Клиенты
  • Тез Тур Таиланд
  

Внутренняя безопасность (обзор Zlock)

Михаил Брод, SoftKey.info 10.09.2010

Обеспечение внутренней безопасности всегда было и остается в числе наиболее приоритетных направлений в деятельности любой компании. Решается эта задача различными способами, одним из которых является контроль за доступом сотрудников к устройствам, через которые можно вывести конфиденциальную информацию на внешние носители или распечатать ее. Отследить, а тем более предупредить такие попытки можно либо полным запретом использования таких устройств, что порой просто невозможно, либо автоматическим постоянным контролем за подобными действиями.

Решение этой задачи возможно с помощью специальных систем, одну из которых разработала компания SECURIT. Называется она Zlock. Эта система предназначена для разграничения доступа к различным устройствам и ресурсам компьютера, для которых могут назначаться различные правила. Хотя разнообразие правил невелико, их вполне достаточно для обеспечения работы пользователей. Администратор системы может предоставить или запретить доступ к определенным устройствам всех пользователей, предоставить право только на чтение либо определить индивидуальные права на основе списков контроля доступа.

Программа определяет права доступа к таким устройствам, как последовательные и параллельные порты, дисководы гибких дисков и CD/DVD-ROM, USB-устройства и PCMCIA-адаптеры, принтеры, сетевые карты и иные. Система выполнена по клиент-серверной технологии, что позволяет осуществлять централизованное управление доступом к различным устройствам с одного рабочего места для всех устройств, подключаемых к компьютерам корпоративной сети.

Серверная часть системы — это консоль управления Zconsole. Это единая система управления для всех решений компании. Для управления клиентскими модулями системы Zlock разработан специальный модуль управления, выполненный в виде плагина к этой консоли. Для обеспечения связи консоли управления и клиентских модулей используется специальный внутренний протокол. Для подключения к клиентским модулям в консоли управления выполняется настройка доступа — адрес компьютера и порт, по которому модуль администратора будет получать доступ к клиенту, а также имя пользователя, необходимое для осуществления подключения.

Клиентский модуль предназначен для реализации политик доступа, назначенных для контролируемого компьютера, для просмотра списка подключенных устройств с описанием примененной политики и текущими правами доступа, для ведения журналов доступа к устройствам, журналирования доступа к файлам, для теневого копирования, а также для создания запросов на получение временного доступа к тому или иному устройству. Для установки модуля требуется иметь права не ниже локального администратора. С другой стороны, если пользователь имеет такие права, то он может отключить модуль, что влечет за собой отключение ограничений на доступ к подключенным устройствам. Хотя сервер постоянно ведет мониторинг работы клиентских модулей, для обеспечения надежной защиты устройств необходимо ограничивать права локальных пользователей.

Хотя задач, которые выполняет клиентский модуль, довольно много, основная работа и управление правами доступа осуществляются с помощью серверной части системы.
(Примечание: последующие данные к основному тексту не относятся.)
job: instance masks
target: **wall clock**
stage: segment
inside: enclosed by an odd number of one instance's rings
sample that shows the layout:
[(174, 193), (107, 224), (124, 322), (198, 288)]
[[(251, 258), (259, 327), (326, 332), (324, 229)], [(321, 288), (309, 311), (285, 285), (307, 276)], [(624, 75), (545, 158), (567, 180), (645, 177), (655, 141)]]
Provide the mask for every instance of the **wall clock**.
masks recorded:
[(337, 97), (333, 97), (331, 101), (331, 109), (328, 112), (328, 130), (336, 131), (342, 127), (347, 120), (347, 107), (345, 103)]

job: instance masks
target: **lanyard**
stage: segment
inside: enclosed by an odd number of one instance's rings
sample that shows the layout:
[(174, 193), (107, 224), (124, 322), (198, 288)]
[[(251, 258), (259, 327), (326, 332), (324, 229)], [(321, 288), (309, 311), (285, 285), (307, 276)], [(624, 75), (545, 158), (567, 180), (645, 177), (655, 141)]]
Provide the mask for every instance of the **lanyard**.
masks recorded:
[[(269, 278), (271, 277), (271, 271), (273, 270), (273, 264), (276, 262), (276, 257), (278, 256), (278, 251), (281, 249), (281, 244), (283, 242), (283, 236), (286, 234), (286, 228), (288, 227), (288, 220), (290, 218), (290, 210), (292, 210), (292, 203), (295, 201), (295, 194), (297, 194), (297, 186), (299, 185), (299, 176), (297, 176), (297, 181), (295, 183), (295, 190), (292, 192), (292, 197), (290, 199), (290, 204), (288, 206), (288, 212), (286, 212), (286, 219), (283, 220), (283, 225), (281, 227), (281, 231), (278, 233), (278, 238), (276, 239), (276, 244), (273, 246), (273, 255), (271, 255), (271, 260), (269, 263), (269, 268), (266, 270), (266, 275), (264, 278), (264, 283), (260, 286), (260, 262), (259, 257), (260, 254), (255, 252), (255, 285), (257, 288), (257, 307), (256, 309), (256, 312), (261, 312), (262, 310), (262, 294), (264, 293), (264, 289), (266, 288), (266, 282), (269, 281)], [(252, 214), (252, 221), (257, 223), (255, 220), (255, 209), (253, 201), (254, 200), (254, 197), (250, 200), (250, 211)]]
Рассмотрим, какие задачи и каким образом ею решаются.

Первая задача - поиск компьютеров, подключенных к контролируемой сети, и установка клиентских модулей. При этом неважно, входят ли компьютеры в домен или в рабочую группу. Все они добавляются в список устройств, на которых не установлена защита (раздел "Без приложений"). При установке на них модуля Zlock они переходят в раздел, соответствующий версии установленного модуля. Сам процесс установки может выполняться либо через консоль Zconsole, либо c помощью стандартных средств управления доменом.

После установки клиентских модулей Zlock становятся доступны следующие функции:

  • удаленная настройка политик доступа к устройствам для каждой рабочей станции в сети;
  • распространение политик доступа к устройствам и настроек Zlock с одной рабочей станции на другую рабочую станцию в сети;
  • настройка параметров доступа, обработки событий Zlock и теневого копирования;
  • мониторинг состояния системы Zlock.

Вторая задача - настроить политики доступа к устройствам. Каждая политика - это набор правил, описывающих условия и возможность доступа к различным устройствам, в том числе с определением времени действия правила по часам и дням недели. Можно создать политики постоянные, временные и разовые, которые будут действовать до отключения устройства или до выхода пользователя из сети. Для удобства политики могут быть сохранены в виде файла и при необходимости восстановлены из него.

Политик может быть несколько, каждая из которых должна иметь свой приоритет. Если права доступа к одному и тому же устройству включены в несколько политик, применяться будет та, у которой приоритет выше. В случае если устройство не включено ни в одну из политик, для доступа к нему будут применяться правила, включенные в политику, используемую по умолчанию и имеющую низший приоритет. Как правило, в этой политике всем пользователям предоставлен полный доступ ко всем устройствам.

Что определяется в системе как устройство? Под устройством может пониматься тип устройств — например, USB-устройство. А к нему могут быть отнесены все накопители с этим интерфейсом. Либо это устройства, определяемые по своему протоколу, названию, производителю, серийному номеру. Используя различные способы определения устройств, можно запретить доступ к флеш-дискам, подключаемым через USB-порт, и разрешить при этом использование USB-ключей (для последних обязательно требуется предоставление полного доступа системному пользователю - SYSTEM).

Устройства можно описать и включить в каталог, который можно использовать для определения прав доступа, даже если выбранное устройство еще ни разу не подключалось к компьютеру либо не подключено в данный момент. В каталог можно добавить все ранее подключавшиеся к компьютерам устройства за счет сканирования реестров и получения информации об устройствах.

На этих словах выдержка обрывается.